The summer of 1969 brought emotional and musical growth to Jimi Hendrix. In playing the Woodstock Music & Art Fair in August 1969, Jimi joined forces with an eclectic ensemble called Gypsy Sun & Rainbows featuring Jimi Hendrix, Mitch Mitchell, Billy Cox, Juma Sultan, and Jerry Velez. The Woodstock performance was highlighted by the renegade version of “Star Spangled Banner,” which brought the mud-soaked audience to a frenzy.
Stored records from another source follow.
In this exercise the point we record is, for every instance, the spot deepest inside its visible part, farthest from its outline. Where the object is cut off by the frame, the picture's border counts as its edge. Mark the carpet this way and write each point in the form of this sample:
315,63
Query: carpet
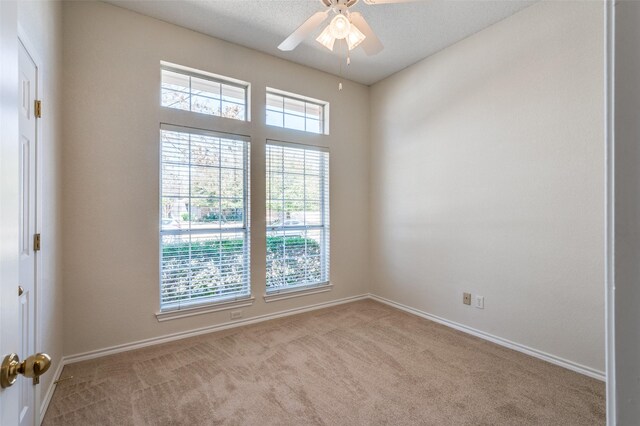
361,363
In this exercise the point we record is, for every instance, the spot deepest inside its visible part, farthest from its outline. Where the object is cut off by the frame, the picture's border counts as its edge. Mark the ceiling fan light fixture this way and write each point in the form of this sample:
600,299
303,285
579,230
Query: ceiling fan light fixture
355,37
340,27
326,38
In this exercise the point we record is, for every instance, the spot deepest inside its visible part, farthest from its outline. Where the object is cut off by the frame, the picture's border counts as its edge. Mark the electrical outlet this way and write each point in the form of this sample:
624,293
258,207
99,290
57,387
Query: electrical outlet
466,298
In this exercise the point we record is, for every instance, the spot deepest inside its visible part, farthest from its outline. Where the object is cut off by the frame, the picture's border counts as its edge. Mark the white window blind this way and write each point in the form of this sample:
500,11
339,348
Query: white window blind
297,216
201,93
204,214
297,113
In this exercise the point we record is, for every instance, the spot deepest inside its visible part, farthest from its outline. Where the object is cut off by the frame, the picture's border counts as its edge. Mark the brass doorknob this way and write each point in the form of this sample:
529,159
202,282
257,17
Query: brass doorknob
32,367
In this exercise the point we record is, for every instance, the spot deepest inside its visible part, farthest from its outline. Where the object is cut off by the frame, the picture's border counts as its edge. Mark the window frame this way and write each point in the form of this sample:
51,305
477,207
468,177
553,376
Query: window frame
323,105
208,304
324,284
215,78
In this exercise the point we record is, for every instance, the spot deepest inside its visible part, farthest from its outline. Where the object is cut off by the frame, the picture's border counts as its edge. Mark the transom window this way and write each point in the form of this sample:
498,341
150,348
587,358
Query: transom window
200,92
204,228
296,112
297,216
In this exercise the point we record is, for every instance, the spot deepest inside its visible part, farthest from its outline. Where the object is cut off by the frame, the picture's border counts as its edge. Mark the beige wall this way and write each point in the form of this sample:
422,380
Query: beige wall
41,25
110,198
626,315
487,177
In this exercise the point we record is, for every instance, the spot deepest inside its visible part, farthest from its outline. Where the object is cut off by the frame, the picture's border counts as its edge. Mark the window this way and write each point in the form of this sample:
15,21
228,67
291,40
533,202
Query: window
200,92
204,228
296,112
297,216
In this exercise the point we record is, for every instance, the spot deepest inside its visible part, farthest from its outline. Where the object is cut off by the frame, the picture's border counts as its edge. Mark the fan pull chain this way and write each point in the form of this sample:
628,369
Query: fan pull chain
346,68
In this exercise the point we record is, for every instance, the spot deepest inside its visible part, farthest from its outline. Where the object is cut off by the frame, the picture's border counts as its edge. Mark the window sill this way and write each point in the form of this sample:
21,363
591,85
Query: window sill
204,309
297,292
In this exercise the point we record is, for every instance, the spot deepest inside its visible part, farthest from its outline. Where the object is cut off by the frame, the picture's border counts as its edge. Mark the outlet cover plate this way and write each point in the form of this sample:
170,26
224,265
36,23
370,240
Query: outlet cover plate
466,298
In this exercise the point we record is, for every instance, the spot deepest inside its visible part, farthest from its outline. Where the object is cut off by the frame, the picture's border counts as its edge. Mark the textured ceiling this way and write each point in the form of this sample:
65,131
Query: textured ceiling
409,31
Nineteen sixty-nine also brought about a new and defining collaboration featuring Jimi Hendrix on guitar, bassist Billy Cox and Electric Flag drummer Buddy Miles. Performing as the Band of Gypsys, this trio launched a series of four New Year’s performances on December 31, 1969 and January 1, 1970. Highlights from these performances were compiled and later released on the quintessential Band of Gypsys album in mid-1970 and the expanded Hendrix: Live At The Fillmore East in 1999.

As 1970 progressed, Jimi brought back drummer Mitch Mitchell to the group and together with Billy Cox on bass, this new trio once again formed The Jimi Hendrix Experience. In the studio, the group recorded several tracks for another two LP set, tentatively titled First Rays Of The New Rising Sun. Unfortunately, Hendrix was unable to see this musical vision through to completion due to his hectic worldwide touring schedules, then tragic death on September 18, 1970. Fortunately, the recordings Hendrix slated for release on the album were finally issued through the support of his family and original studio engineer Eddie Kramer on the 1997 release First Rays Of The New Rising Sun.

From demo recordings to finished masters, Jimi Hendrix generated an amazing collection of songs over the course of his short career. The music of Jimi Hendrix embraced the influences of blues, ballads, rock, R&B, and jazz a collection of styles that continue to make Hendrix one of the most popular figures in the history of rock music.